One of the most important metrics in your Adwords account is your keyword quality score – a high quality score will mean that your advert will rank better and your click costs will be lower…highly beneficial when comes to online advertising.
As part of our Elite and Advanced PPC packages, we work on keyword quality score on a monthly basis to make sure our client accounts have the most visible adverts as possible based on their budget.
Google, however, have just released a white paper slightly down-playing quality score which completely contradicts how they explained it when it was first introduced!
Have a read on…
“Quality Score is a helpful diagnostic tool, not a key performance indicator,” they say. “Your Quality Score is like a warning light in a car’s engine that shows how healthy your ads and keywords are. It’s not meant to be a detailed metric that should be the focus of account management.”
But wait just a second. In Google’s own 2011 video, “What is AdWords Quality Score and Why Does It Matter?,” Quality Score sounds an awful lot more important than a blinking engine light.
Quality Score is important in order for your ads to be successful, however, QS also plays a key role in determining your ad’s position and how much you’ll pay for a click. In general, the more relevant your ad, the higher your QS – and the higher your QS, the better your position and the less you will have to pay for a click…Being successful with AdWords means getting your products or services in front of the people who are most likely to become your customers and a high Quality Score can help make that happen.
Hmm, that sure sounds important to me. We know that Quality Score plays a direct role in determining ad position, impression share, and CPC, which in turn greatly impacts the quantity and price of your conversions.
If anything, we’ve seen the significance of Quality Score increase as the average Quality Score has drifted lower over the years – the CPC savings associated with above-average Quality Score keywords is now worth up to 200 percent more than it was four years ago.
So, Quality Score isn’t a KPI? Sorry, Google – not buying it!
In their Quality Score whitepaper, Google makes it clear that mobile optimization and device targeting influence QS:
The User’s Device: Does Matter
The user’s device (laptop, tablet, smartphone, or whatever) is taken into account when ad quality is calculated.
Bottom line: Mobile ads have lower average expected CTRs than their desktop counterparts. But Google takes that into consideration when calculating the Quality Score of your keywords/ads.
I had noticed recently that even keywords with little or no clicks or impression data have assigned Quality Scores. In accounts with overall good to great performance, these scores assigned to new keywords were also high – not so with lower performing accounts. However, Google had never confirmed that related keywords, existing landing pages, or ads influenced other keywords in your account.
Now they have:
Instead of measuring new keywords from scratch, we start with info about related ads and landing pages you already have. If your related keywords, ads and landing pages are in good shape, we’ll probably continue to have a high opinion of them. Always invest in growing your coverage on relevant searches, especially in areas where your ads have the potential to be high quality.
Bottom line: You need to bring your overall account health and performance up to give your new keywords a chance. Or, alternatively, you should consider deleting the junk keywords in your account that are dragging everything else down.
In the new Insights on the AdWords Auction video released this week, Google’s chief economist Hal Varian sheds light on the weight of QS in the Ad Rank algorithm, by way of a deep dive into the impact of Ad Format.
In his sample comparison of four advertisers to demonstrate how Ad Rank is calculated, Varian uses only Low, Medium, High, and None for Quality Score and Ad Format impact in lieu of actual numbers.

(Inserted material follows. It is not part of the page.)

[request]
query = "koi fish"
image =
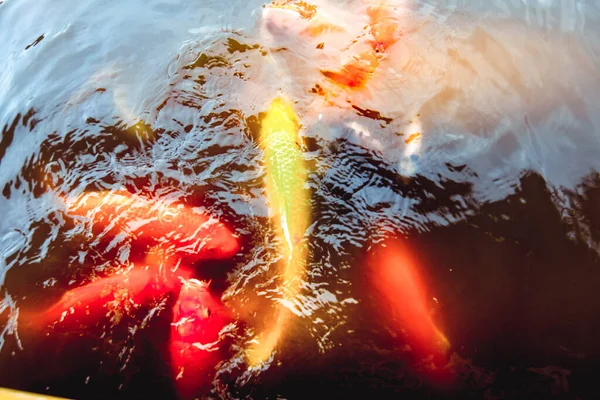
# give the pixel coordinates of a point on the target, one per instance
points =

However, using some basic algebra, you can solve for the different variables and essentiallyreverse engineer the weighting of the new Ad Format Impact.

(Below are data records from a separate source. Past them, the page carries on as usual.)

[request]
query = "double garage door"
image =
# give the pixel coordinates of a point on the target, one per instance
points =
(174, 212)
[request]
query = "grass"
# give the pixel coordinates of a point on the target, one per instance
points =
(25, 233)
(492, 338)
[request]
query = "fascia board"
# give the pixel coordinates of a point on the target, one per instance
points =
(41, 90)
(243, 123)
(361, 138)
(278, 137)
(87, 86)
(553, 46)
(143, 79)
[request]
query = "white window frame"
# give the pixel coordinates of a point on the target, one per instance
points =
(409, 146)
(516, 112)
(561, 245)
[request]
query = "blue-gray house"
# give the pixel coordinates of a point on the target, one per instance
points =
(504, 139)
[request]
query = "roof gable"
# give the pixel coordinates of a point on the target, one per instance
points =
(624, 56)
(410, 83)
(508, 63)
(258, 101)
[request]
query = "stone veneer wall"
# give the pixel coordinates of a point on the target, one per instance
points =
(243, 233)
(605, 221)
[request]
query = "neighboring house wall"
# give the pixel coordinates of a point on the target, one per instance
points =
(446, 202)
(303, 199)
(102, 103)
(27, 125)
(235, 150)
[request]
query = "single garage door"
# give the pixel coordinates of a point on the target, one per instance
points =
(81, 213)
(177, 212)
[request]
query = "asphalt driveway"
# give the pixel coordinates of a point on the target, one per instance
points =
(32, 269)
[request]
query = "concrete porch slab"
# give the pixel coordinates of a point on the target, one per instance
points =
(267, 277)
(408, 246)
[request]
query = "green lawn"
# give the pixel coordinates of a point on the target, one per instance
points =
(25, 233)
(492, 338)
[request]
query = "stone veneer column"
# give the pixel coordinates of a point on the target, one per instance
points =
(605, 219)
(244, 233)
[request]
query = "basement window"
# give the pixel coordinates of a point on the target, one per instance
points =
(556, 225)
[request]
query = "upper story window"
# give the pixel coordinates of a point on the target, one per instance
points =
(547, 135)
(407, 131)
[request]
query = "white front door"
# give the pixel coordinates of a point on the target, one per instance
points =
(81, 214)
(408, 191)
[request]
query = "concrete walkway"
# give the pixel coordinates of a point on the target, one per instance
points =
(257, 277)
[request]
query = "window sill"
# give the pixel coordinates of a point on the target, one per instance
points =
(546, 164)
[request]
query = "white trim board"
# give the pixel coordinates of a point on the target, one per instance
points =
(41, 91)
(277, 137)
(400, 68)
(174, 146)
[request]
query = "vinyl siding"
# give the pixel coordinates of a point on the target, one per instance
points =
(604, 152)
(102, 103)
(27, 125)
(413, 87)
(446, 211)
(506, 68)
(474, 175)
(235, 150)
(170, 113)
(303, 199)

Varian’s calculations in the video imply that Ad Format is – by far – the most influential factor in calculating Ad Rank.
However…
Between minutes five and six of the video, we notice that there are all sorts of discrepancies and errors in the sample calculations. His Ad Ranks don’t balance when you normalize the bids. You can see more in-depth calculations here, but this is an example of what we found:
Bottom line: The use of Ad Extensions improves the new “Ad Format Impact” variable in the AdRank calculation, but probably isn’t as influential or heavily weighted as Google suggests in the video.
Google’s version of a complete and total explanation leaves more questions than answers. Marketers should read the whitepaper, but don’t settle for the corporate line alone. Like organic search, Google wants to protect the algorithms they use in AdWords, to prevent gaming of the system. There’s always that balance between protecting what black hats will exploit and providing enough information for advertisers to effectively use the platform.
The truth is out there…but in here? Yes, but not entirely.